To elucidate the origin of conductance decay in TrioN, we first note that the synaptic conductance is determined by the current flowing through the channel of the N_Read. The loss of storage node charge arises from leakage currents through both the N₂ and the N_Read. In N₂, leakage can occur via the HfO₂ gate dielectric and the off-state channel, and in N_Read, it can occur via the gate dielectric. However, in Fig. 2d, since the 20 nm HfO₂ thickness in all three NMOS devices yields a gate leakage current that is effectively independent of gate bias, and the extracted off-state current in Fig. 3g is negligible, both gate dielectric leakage and off-state channel leakage were excluded from our retention analysis. Instead, we attribute the dominant charge-loss mechanism to trap-assisted tunneling (TAT) through oxide traps in the HfO₂ gate dielectric of N₂ and N_Read, as well as the oxygen vacancies in the a-IGZO channel of N₂. Both the a-IGZO channel and HfO₂ dielectric are known to host oxygen vacancy and other deep traps, which capture and subsequently release electrons. This TAT pathway provides a leakage path from the storage node into the electrodes of each transistor, thereby producing the retention decay.⁴⁸ Similar TAT-dominated retention loss has been widely reported in 1T1C and 2T0C DRAM cells,⁴⁹ as well as in modern charge-trap NAND Flash memories,⁵⁰ underscoring the generality of oxide trap-based decay in memory devices.

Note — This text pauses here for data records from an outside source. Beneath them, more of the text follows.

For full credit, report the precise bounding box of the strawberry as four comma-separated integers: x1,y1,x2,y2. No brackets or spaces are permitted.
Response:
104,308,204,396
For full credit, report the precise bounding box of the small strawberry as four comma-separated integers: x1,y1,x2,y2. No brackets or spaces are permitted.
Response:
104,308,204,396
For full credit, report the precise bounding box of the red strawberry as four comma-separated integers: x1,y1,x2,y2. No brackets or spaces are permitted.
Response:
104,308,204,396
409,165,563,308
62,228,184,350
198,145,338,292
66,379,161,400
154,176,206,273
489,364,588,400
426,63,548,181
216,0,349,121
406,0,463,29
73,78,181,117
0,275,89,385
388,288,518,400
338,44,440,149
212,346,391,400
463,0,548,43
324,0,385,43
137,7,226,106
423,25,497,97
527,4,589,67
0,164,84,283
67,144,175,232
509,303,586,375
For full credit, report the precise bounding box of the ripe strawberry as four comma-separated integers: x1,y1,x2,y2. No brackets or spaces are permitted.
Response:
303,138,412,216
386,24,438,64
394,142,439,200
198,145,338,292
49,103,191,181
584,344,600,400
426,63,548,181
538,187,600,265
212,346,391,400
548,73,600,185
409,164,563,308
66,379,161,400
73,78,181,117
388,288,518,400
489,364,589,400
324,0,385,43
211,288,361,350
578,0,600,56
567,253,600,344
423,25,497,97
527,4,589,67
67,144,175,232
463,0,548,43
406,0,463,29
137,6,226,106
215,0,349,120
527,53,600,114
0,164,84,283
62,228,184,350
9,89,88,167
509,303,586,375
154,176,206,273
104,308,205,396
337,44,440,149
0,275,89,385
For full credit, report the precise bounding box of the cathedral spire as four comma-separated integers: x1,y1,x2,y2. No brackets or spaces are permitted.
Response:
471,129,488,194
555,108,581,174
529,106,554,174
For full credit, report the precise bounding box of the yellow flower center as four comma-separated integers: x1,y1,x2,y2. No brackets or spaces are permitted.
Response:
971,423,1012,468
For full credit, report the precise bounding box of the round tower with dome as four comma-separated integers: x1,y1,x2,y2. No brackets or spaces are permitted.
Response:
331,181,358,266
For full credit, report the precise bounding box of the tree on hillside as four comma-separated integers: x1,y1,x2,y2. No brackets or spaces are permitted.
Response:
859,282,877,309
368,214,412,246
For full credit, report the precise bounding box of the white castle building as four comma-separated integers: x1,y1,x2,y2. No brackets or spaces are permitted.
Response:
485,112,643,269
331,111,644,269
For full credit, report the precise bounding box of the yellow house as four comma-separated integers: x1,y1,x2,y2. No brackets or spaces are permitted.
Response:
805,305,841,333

We also extracted the time constant at different states to analyze the retention behavior of TrioN. In the higher conductance range, the time constant was measured to be in the range of 122 to 186, indicating faster conductance decay due to a stronger tendency for electron discharge. In addition, based on the retention characteristics shown in Fig. 3g and using the I_off extraction criterion, the calculated I_off value was approximately 39 aA μm⁻¹.⁵¹ There have been several studies reporting extremely low off-current and the mechanisms behind it, particularly focusing on the role of various defects in the oxide channel that act as traps and significantly influence the off-leakage of oxide FETs.^52,53 The off-leakage of the device fabricated in this study can be further reduced by passivating the device or adjusting the amount and behavior of defects in the active layer through optimization in process conditions.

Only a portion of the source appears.